Northeastern Section - 57th Annual Meeting - 2022

Paper No. 32-9
Presentation Time: 4:30 PM

A MODERN PULSE OF PLATE-VELOCITY EXHUMATION AND DIACHRONOUS CRUSTAL MELTING IN THE NANGA PARBAT MASSIF


GUEVARA, Victor, Geology, Amherst College, 220 S Pleasant St, Amherst, MA 01002-2372, SMYE, Andrew J., Department of Geosciences, The Pennsylvania State University, University Park, PA 16802, CADDICK, Mark, Department of Geosciences, Virginia Tech, Blacksburg, VA 24061, SEARLE, Michael P., Department of Earth Sciences, University of Oxford, Oxford, OX1 3AN, United Kingdom, OLSEN, Telemak, Geology, Western Washington University, 516 High Street, Bellingham, WA 98225, WHALEN, Lisa M., Geoscience, Virginia Tech, Blacksburg, VA 24061, HAN, Angelina, Geology, Amherst College, 11 Barrett Hil Drive, Amherst, MA 01002, KYLANDER-CLARK, Andrew, Geological Sciences, UC, Santa Barbara, Department of Geological Sciences, UC Santa Barbara—Building 526, Santa Barbara, CA 93106-9630, JERCINOVIC, Michael J., Department of Geosciences, University of Massachusetts, Amherst, 627 N Pleasant St, Amherst, MA 01003-9354 and WATERS, David J., Department of Earth Sciences, University of Oxford, South Parks Road, Oxford, OX1 3AN, United Kingdom; Oxford University Museum of Natural History, Parks Road, Oxford, OX1 3PW, United Kingdom

The Nanga Parbat Massif (NPM) in the western Himalayan syntaxis exposes Earth’s most rapidly-exhuming continental crust, and has served as a natural laboratory for investigating feedbacks between surficial and deep crustal processes during orogenesis. Proposed driving mechanisms for extremely rapid (up to 13 mm/yr) exhumation of the NPM include: 1) rapid surface denudation, largely driven by the powerful Indus River, 2) crustal weakening due to biotite breakdown melting, and 3) plate-scale changes in tectonic forcing. We combine monazite petrochronology with thermal modelling to evaluate the relative roles of crustal melting, surface denudation, and tectonics in facilitating plate-velocity exhumation of the NPM. Our data show an acceleration of exhumation rates from 2-4 mm/yr to 9-13 mm/yr that began at ~1 Ma. The total time-averaged exhumation rate derived from our analyses is ~5 mm/yr, in agreement with previous long-term estimates of exhumation rates in the NPM, but our results show that the NPM may be undergoing a modern pulse of Pleistocene exhumation.

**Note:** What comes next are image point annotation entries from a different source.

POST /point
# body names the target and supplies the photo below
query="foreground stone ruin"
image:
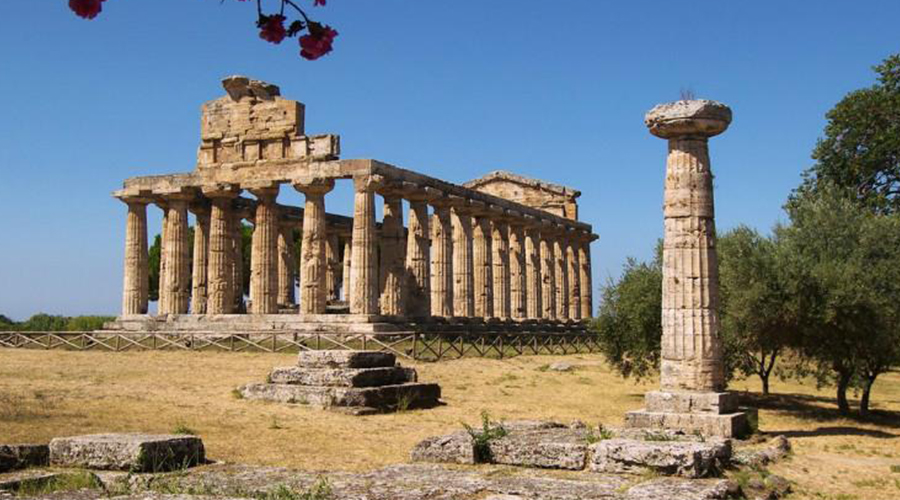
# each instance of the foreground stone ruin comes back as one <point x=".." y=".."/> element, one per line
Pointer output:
<point x="502" y="249"/>
<point x="355" y="382"/>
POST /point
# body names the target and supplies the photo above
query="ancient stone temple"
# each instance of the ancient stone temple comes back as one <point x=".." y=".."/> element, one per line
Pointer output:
<point x="692" y="368"/>
<point x="503" y="249"/>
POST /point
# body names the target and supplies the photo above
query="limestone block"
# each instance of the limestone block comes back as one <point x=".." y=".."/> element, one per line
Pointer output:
<point x="130" y="452"/>
<point x="346" y="359"/>
<point x="343" y="377"/>
<point x="687" y="459"/>
<point x="22" y="456"/>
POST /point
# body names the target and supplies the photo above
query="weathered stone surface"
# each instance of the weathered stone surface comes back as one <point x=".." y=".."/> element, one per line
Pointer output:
<point x="344" y="377"/>
<point x="133" y="452"/>
<point x="21" y="456"/>
<point x="346" y="359"/>
<point x="687" y="459"/>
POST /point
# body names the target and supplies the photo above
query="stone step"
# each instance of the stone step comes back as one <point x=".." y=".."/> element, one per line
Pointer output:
<point x="128" y="452"/>
<point x="346" y="359"/>
<point x="342" y="377"/>
<point x="411" y="395"/>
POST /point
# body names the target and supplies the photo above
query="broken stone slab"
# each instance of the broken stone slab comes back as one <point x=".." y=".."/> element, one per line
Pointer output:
<point x="129" y="452"/>
<point x="686" y="459"/>
<point x="346" y="359"/>
<point x="343" y="377"/>
<point x="22" y="456"/>
<point x="411" y="395"/>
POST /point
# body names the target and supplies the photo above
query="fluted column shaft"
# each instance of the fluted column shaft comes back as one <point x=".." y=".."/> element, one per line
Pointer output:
<point x="442" y="262"/>
<point x="264" y="254"/>
<point x="199" y="282"/>
<point x="502" y="288"/>
<point x="313" y="295"/>
<point x="364" y="267"/>
<point x="418" y="254"/>
<point x="135" y="287"/>
<point x="175" y="296"/>
<point x="483" y="263"/>
<point x="518" y="274"/>
<point x="393" y="256"/>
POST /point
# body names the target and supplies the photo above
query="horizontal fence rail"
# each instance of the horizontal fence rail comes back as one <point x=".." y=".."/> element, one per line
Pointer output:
<point x="424" y="346"/>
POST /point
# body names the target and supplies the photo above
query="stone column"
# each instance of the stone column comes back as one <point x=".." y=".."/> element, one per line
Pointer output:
<point x="483" y="264"/>
<point x="264" y="253"/>
<point x="393" y="255"/>
<point x="561" y="274"/>
<point x="533" y="280"/>
<point x="518" y="271"/>
<point x="548" y="273"/>
<point x="287" y="260"/>
<point x="418" y="255"/>
<point x="201" y="252"/>
<point x="502" y="277"/>
<point x="442" y="260"/>
<point x="313" y="296"/>
<point x="364" y="266"/>
<point x="175" y="297"/>
<point x="692" y="366"/>
<point x="219" y="289"/>
<point x="135" y="287"/>
<point x="463" y="265"/>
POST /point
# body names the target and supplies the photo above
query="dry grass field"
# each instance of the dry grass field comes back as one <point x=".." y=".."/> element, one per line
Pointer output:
<point x="53" y="393"/>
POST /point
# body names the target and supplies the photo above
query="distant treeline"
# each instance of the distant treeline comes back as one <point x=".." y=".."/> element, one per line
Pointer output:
<point x="49" y="323"/>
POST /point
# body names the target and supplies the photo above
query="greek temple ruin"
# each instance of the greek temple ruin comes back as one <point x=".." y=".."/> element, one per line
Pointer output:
<point x="501" y="249"/>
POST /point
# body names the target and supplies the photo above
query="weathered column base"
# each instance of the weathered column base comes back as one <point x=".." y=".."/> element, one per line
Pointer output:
<point x="712" y="414"/>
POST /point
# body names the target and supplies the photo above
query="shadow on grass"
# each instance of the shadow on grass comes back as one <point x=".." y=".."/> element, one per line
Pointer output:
<point x="822" y="409"/>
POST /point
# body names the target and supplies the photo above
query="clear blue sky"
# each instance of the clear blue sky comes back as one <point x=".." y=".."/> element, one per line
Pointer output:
<point x="553" y="90"/>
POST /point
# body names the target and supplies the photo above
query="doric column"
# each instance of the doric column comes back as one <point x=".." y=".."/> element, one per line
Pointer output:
<point x="561" y="273"/>
<point x="174" y="298"/>
<point x="533" y="281"/>
<point x="287" y="262"/>
<point x="441" y="260"/>
<point x="393" y="254"/>
<point x="573" y="271"/>
<point x="313" y="296"/>
<point x="219" y="288"/>
<point x="364" y="266"/>
<point x="201" y="251"/>
<point x="518" y="274"/>
<point x="135" y="287"/>
<point x="501" y="260"/>
<point x="463" y="265"/>
<point x="483" y="263"/>
<point x="418" y="255"/>
<point x="264" y="253"/>
<point x="586" y="290"/>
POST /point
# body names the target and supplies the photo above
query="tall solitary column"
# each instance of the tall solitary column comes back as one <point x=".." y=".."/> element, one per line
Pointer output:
<point x="501" y="260"/>
<point x="176" y="297"/>
<point x="313" y="296"/>
<point x="518" y="276"/>
<point x="264" y="253"/>
<point x="483" y="276"/>
<point x="201" y="252"/>
<point x="364" y="268"/>
<point x="393" y="255"/>
<point x="418" y="255"/>
<point x="463" y="266"/>
<point x="287" y="261"/>
<point x="219" y="288"/>
<point x="692" y="366"/>
<point x="135" y="287"/>
<point x="442" y="260"/>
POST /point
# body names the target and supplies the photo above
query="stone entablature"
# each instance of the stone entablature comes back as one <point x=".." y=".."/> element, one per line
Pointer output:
<point x="444" y="265"/>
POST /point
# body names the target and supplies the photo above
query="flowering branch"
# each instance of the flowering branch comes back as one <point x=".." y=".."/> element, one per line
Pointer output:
<point x="314" y="44"/>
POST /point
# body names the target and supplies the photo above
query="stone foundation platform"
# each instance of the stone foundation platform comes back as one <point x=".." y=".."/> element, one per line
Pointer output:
<point x="355" y="382"/>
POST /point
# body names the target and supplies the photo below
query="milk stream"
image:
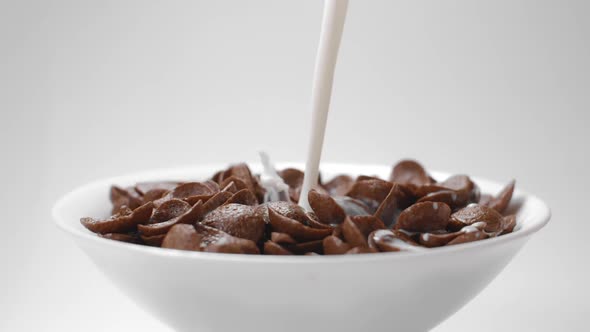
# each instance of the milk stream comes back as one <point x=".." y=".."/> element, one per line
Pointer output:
<point x="332" y="26"/>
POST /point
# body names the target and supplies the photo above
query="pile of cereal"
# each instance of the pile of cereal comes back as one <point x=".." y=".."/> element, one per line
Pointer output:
<point x="227" y="214"/>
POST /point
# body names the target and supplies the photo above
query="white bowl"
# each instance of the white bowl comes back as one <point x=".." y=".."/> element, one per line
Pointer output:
<point x="194" y="291"/>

Further, our data suggest that biotite breakdown melting reactions occurred at different points on the exhumation path in different rocks, making it difficult to conclusively attribute late-stage, in-situ biotite-breakdown melting and attendant crustal weakening as the trigger for the ~1 Ma exhumation pulse. The antecedence of the Indus River suggests that fluvial erosion alone did not initiate this pulse. Though it is tempting to attribute increased glacial erosion associated with the Mid-Pleistocene Transition as a driver of this exhumation pulse, differences in glacial coverage/precipitation between the western and eastern syntaxes suggests they should have responded differently to climatic forcing, which is not observed. Rather, a nearly synchronous acceleration in exhumation rates of similar magnitude in both the eastern and western syntaxes is most consistent with an orogen-scale tectonic trigger. One-dimensional thermal modelling shows that the reconstructed pressure-temperature-time path of our samples is consistent with exhumation in the NPM being dictated by antecedent deep crustal flow. The results of our study ultimately suggest tectonic forces currently dictate the loci and tempo of rapid exhumation in the Himalayan syntaxes.